Thursday, March 19, 2015

The Royal Treatment

The New Royal Hotel, Picton, Ont.
The Royal Hotel (1910)      Virtual Reference Library photo (public domain) 

post cards are from the Eric Pierce collection
 On my walkabout in downtown Picton last week, I had a look at a building that has always just been there, throughout my life, the Royal Hotel. Our conservative parents would make comments about the seedy characters and shiftless farmers who hung out there - hushed not-in-front-of-the-children references to "the beverage room" always accompanied by that 'trouble in River City' disapproval. Now clearly, that image was not always the case.
This wonderful photo of the 'new' Royal Hotel shows lots of ladies chatting out front (and they DO look like ladies.) The three storey luxury hotel, opened about 1881, was considered the best in town, and sported a bell-cast octagonal roofed turret to set it even further apart.

bell-cast roof dome
I turn to The Settler's Dream for this architectural description by Tom Cruickshank and Peter Stokes: "Brickwork on the Royal also shows polished elaboration, particularly in the rusticated pilasters and cornice detail as well as the decorative labels with keystone, all executed in brick, over each window. Other details worthy of the hotel's status are its heavy bracket and an iron balcony, since removed, which extended the full length of the building." (p.211)
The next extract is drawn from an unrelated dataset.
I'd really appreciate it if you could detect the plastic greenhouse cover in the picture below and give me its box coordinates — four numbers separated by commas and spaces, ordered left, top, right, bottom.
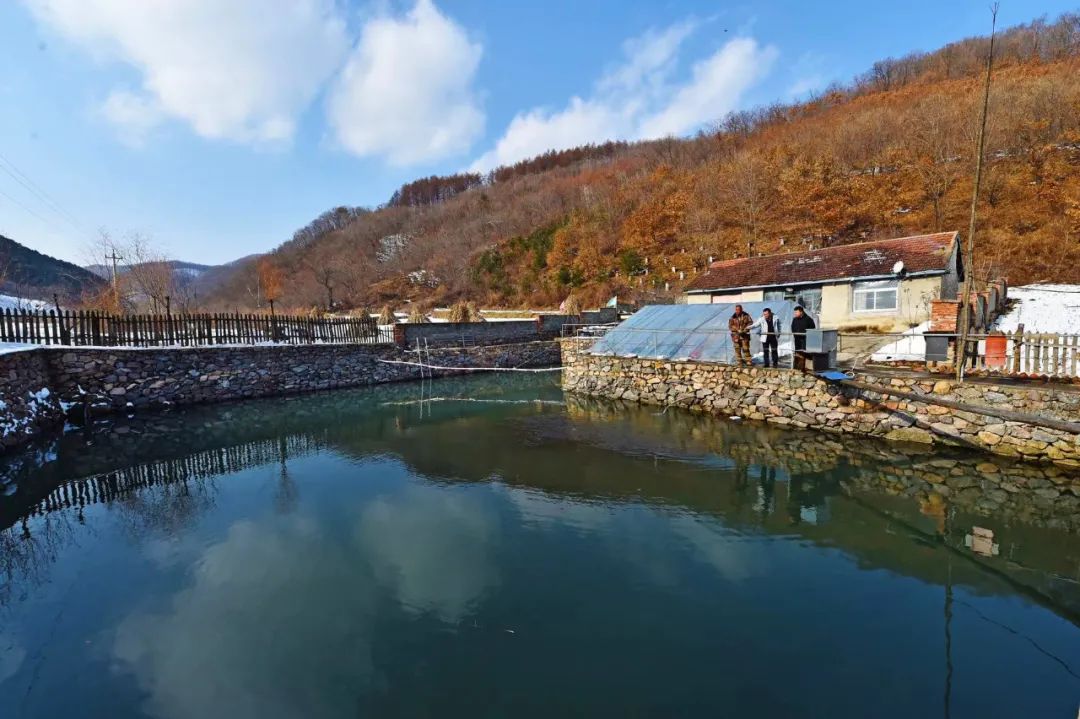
591, 300, 795, 363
But its character slipped, and its future was in doubt until a few years ago, when heritage and arts types began to explore the possibilities of the hotel. A local photographer captured, Drake-like, moody views of the hotel's last residents and its evocative faded interiors in Graham Davies at the Royal. Black and white images are available for sale in book form or as prints.



"rusticated pilasters, window labels and dog-toothing in brick"
In late 2013 an optimistic note was sounded in The Wellington Times at the purchase of the Royal by former Ontario finance minister Greg Sorbara (well, he would have money, right?) His plans to launch into the county's 'hip transformation' with the refurbishment of the building as a boutique hotel aren't manifested yet in any noisy messy encouraging restoration work, but I am hopeful.

No-one can tell me when the hotel received its most recent facade facelift. I love the hotel name in deco letters on a black background - could it possibly be Vitrolite?